Stan Allen: Buildings and Books
Peter Eisenman Lecture Series endowed by Elise Jaffe + Jeffrey Brown
Abstract
Architect Stan Allen's talk will highlight the interplay between ideas and construction, designing and writing, teaching and practice, and buildings and books. For his generation, a large part of Allen's legacy views architectural practice as an intellectual activity carried out simultaneously through drawing, building, teaching, and writing. Allen's career as an architect, educator, and writer has developed in parallel over many years, and his lecture will trace out this interplay in a presentation of his work spanning three decades.
Bio
Stan Allen is an architect and George Dutton '27 Professor Emeritus at Princeton University, where he served as Dean of the School of Architecture from 2002 to 2012. He currently teaches at The Cooper Union and the Harvard GSD. In 1991, he established an independent practice as an architect, and since that time, he has pursued parallel careers as an educator and writer. His practice, SAA/Stan Allen Architect, has realized buildings and urban projects in the US, South America, and Asia. In 2016, he was one of 12 architects chosen to represent the US in the American Pavilion at the XV Venice Biennale.
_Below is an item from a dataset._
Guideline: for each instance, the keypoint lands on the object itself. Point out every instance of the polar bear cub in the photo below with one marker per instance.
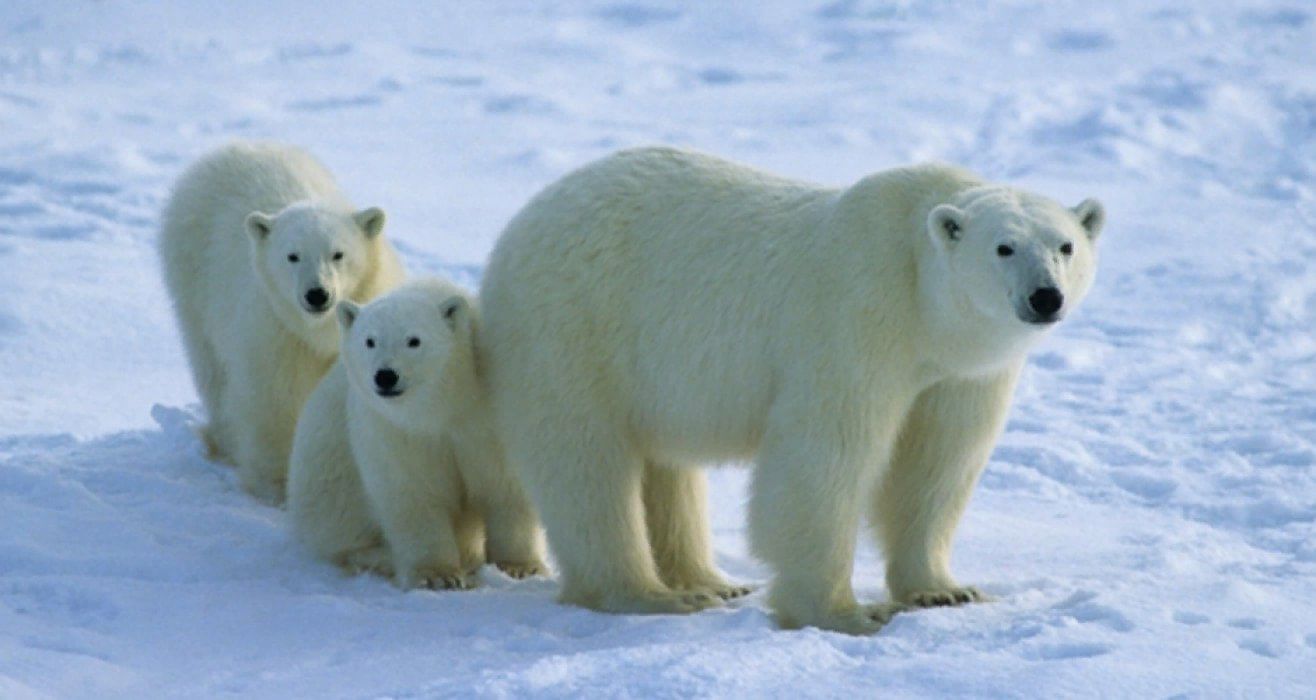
(662, 309)
(258, 244)
(396, 466)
Allen's architectural work is published in Points + Lines: Diagrams and Projects for the City, and his essays in Practice: Architecture, Technique and Representation. Allen's edited volume Landform Building: Architecture's New Terrain was published by Lars Müller Publishers in 2011, and his most recent book, Situated Objects, was published by Park Books in 2021.
In 2009, he received the John Q. Hejduk Award and an award in Architecture from the American Academy of Arts and Letters. In 2011, Allen was elevated to the AIA College of Fellows, and in 2012, he was inducted into the National Academy of Design. The retrospective exhibition Building with Writing took place at the Princeton School of Architecture in the spring of 2025 and will be on view at the 2025 Chicago Architecture Biennial from September 19, 2025, to February 28, 2026.